Der Bildungsrat ist dabei der Auffassung, dass allein die Teilnahme an Freizeitaktivitäten und anderen ausserschulischen Aktivitäten zusammen mit anderen Kindern nicht genügt, um die Erziehung zur Gemeinschaftsfähigkeit sicherzustellen. Diese Aktivitäten sind einerseits entgegen dem Unterricht in der Volksschule freiwilliger Natur und selbst gewählt. Sie stellen andererseits nicht die gleichen Anforderungen an soziale Fähigkeiten wie Rücksichtnahme und Toleranz, wie dies der obligatorische Unterricht in der Volksschule oder in einer Privatschule tut.
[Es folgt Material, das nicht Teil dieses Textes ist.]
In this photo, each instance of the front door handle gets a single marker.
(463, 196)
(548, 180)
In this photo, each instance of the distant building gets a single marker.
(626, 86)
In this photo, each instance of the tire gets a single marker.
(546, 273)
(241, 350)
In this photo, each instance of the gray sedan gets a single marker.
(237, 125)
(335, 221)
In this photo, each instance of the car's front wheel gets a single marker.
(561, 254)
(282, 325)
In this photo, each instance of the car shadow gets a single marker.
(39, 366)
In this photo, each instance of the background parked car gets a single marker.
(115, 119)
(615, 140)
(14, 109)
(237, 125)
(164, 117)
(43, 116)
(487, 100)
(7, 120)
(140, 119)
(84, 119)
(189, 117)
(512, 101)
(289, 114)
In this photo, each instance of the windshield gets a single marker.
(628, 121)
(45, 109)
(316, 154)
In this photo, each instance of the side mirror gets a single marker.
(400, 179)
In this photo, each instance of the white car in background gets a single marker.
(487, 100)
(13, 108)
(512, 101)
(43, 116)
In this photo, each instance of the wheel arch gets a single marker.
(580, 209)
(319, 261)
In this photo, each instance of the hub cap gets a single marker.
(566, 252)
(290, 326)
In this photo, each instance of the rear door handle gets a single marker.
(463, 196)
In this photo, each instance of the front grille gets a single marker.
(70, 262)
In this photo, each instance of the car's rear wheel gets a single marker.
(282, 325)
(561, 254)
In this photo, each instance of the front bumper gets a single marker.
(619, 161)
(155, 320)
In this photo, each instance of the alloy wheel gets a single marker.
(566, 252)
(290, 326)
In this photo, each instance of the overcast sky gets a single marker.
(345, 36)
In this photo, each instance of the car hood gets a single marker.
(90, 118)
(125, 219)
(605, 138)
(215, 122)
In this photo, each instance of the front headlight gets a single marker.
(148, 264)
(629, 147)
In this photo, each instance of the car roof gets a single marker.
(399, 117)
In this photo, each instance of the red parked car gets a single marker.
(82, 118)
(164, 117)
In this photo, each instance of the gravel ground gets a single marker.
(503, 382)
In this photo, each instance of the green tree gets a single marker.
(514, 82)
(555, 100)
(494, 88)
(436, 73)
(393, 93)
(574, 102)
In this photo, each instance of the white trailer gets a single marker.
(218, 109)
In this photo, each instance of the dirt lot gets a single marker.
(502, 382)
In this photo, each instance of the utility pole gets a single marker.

Zwei Drittel der Unterrichtszeit in Gruppen
Die erwähnten Gesuche um Bewilligung von privatem Einzelunterricht stützen sich auf das Konzept «Durchführung von privatem Gruppenunterricht im Kanton St.Gallen» des Vereins Homeschooling St.Gallen ab, welches Unterricht nicht nur zuhause, sondern auch in Lerngruppen vorsieht. Zur Sicherstellung der Erziehung zur Gemeinschaftsfähigkeit hat der Bildungsrat die Bewilligung der Gesuche mit der Auflage verbunden, dass der Lerngruppenunterricht wenigstens 70 Prozent der Unterrichtszeit umfasst. Die Lerngruppen müssen dabei pro Schulzyklus mindestens drei Kinder umfassen. Der Unterricht in den Lerngruppen muss durch Personen mit einem anerkannten Lehrdiplom für den entsprechenden Zyklus erfolgen.
Befristete Bewilligung
Wie die Privatschulen steht auch der private Einzelunterricht unter staatlicher Aufsicht. Für die Bewilligung und die Aufsicht von privatem Einzelunterricht wendet der Bildungsrat die gleichen Grundsätze an wie bei Privatschulen. Demnach wurde der private Einzelunterricht für die betreffenden Kinder zunächst befristet auf zwei Jahre erteilt. Während dieser Zeit prüft die Schulaufsicht mit angemeldeten und unangemeldeten Besuchen, ob die Voraussetzungen für den privaten Einzelunterricht nachhaltig erfüllt werden. Ist dies der Fall, kann nach Ablauf der Befristung auf erneutes Gesuch eine unbefristete Bewilligung erteilt werden.